Burtch suggested asking previous graduates what high school classes would have better prepared them for college. She also stressed the importance of offering Advanced Placement and dual enrollment classes.
"We have to start offering some type of Advanced Placement, dual enrollment, post secondary classes," she said. "We are so far behind the curve on this topic compared to other schools. I have gone out to other schools and found curriculum and we are the only school in this area that is not offering some type of Advanced Placement classes ... We are doing our students a disservice by not offering these."
The other candidates agreed, saying the best way to prepare a student for college or career is to offer as many college and vocational courses as possible.
Thompson said Parkway also needs to look into offering online courses for foreign language and electives to allow students more options without needing to hire another staff member or worry about enrollment numbers.

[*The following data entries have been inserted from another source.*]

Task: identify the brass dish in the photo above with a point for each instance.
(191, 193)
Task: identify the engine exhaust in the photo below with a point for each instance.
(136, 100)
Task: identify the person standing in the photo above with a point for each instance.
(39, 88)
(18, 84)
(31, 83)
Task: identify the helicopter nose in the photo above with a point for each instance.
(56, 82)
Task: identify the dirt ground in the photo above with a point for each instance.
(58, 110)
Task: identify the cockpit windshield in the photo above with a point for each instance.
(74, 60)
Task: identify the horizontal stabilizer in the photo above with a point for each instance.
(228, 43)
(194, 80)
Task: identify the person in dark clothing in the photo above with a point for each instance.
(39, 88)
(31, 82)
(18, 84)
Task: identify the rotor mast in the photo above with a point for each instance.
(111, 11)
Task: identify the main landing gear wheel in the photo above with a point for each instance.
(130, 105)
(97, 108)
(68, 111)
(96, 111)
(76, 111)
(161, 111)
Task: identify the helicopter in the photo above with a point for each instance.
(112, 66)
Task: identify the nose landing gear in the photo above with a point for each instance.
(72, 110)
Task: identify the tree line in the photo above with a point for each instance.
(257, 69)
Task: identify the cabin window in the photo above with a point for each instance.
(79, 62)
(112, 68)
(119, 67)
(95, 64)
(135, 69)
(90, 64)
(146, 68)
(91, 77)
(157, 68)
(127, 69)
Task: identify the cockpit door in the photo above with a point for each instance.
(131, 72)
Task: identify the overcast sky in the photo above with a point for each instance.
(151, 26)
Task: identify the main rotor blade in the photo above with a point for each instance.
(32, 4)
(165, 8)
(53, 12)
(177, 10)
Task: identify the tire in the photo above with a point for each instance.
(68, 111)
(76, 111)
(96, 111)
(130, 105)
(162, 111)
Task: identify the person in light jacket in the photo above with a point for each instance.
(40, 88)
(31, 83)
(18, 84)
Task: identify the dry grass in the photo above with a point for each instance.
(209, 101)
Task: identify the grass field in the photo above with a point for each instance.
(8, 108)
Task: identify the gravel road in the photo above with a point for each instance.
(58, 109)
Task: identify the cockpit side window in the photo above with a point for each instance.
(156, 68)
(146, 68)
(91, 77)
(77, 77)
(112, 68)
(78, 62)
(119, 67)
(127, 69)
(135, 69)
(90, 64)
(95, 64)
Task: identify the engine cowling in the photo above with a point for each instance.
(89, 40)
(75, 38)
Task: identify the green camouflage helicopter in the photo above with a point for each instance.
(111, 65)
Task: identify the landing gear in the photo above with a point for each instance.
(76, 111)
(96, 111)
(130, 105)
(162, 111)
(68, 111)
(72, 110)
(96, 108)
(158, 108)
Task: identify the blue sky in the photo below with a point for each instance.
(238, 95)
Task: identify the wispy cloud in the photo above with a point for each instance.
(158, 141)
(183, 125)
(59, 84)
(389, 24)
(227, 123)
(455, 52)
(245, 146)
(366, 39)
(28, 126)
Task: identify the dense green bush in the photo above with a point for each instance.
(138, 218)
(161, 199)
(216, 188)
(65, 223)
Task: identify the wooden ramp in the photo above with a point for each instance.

The other candidates agreed.
• What can the school do to better prepare students for college or a career?
The candidates reiterated the need for Advanced Placement and dual enrollment classes along with vocational opportunities. They also agreed students need to start preparing for their futures before their junior years, perhaps as early as seventh grade.
Samples said students also need to be career aware. He suggested educating students on the number of different jobs and companies in the area and elsewhere.
"I think if we get the students out to see what there is industry-wise, career-wise, ... I think any way we can allow a student to get ... a broad view of what careers and opportunities there are out there, the better off it is."
Lyons said the key to preparing a student for college or career is offering more one-on-one time with the guidance counselor.
"I really think that the guidance counselor, starting sophomore year, maybe freshmen, should spend one-on-one time with a child and assess them and see, because at that age they don't know what it takes to get a better education and go to college," he said. "You don't have to be a 4.0, you don't have to have a big bank account."
• What can you do to ensure a safe learning environment?
All candidates agreed the school already has an effective safety policy and lockdown procedure in place. They said the key is to actively practice that policy and run regular drills.
For safety reasons, the school does not share the details of the policy with the public, Burtch added. However, the community needs to support that policy and work together. Samples and Lyons said every community member needs to do his or her part in collaboration to prevent a disaster.
• Should the school's dress code be modified to reflect changing styles or should uniforms be worn?
All candidates said the district's current dress code is proper and in place for a reason.
"We don't need to be showing any more skin," Lyons said.
Lyons, Thompson and Samples said they don't see a need for uniforms. Burtch, however, said she would approve uniforms if teachers and administrators spent too much time enforcing the dress code.
• What do you think of the retire-rehire policy?
All candidates said rehiring a retired educator should be dealt with on a case-by-case basis. If the staff member has proven to be an invaluable member of the district or if rehiring would save the district money, it should be considered.
Thompson said districts should work to "keep terrific teachers around as long as we can," however, the district also needs to focus on recruiting the best young talent.
Lyons agreed and said on most occasions he believes when a teacher retires, he or she should be done.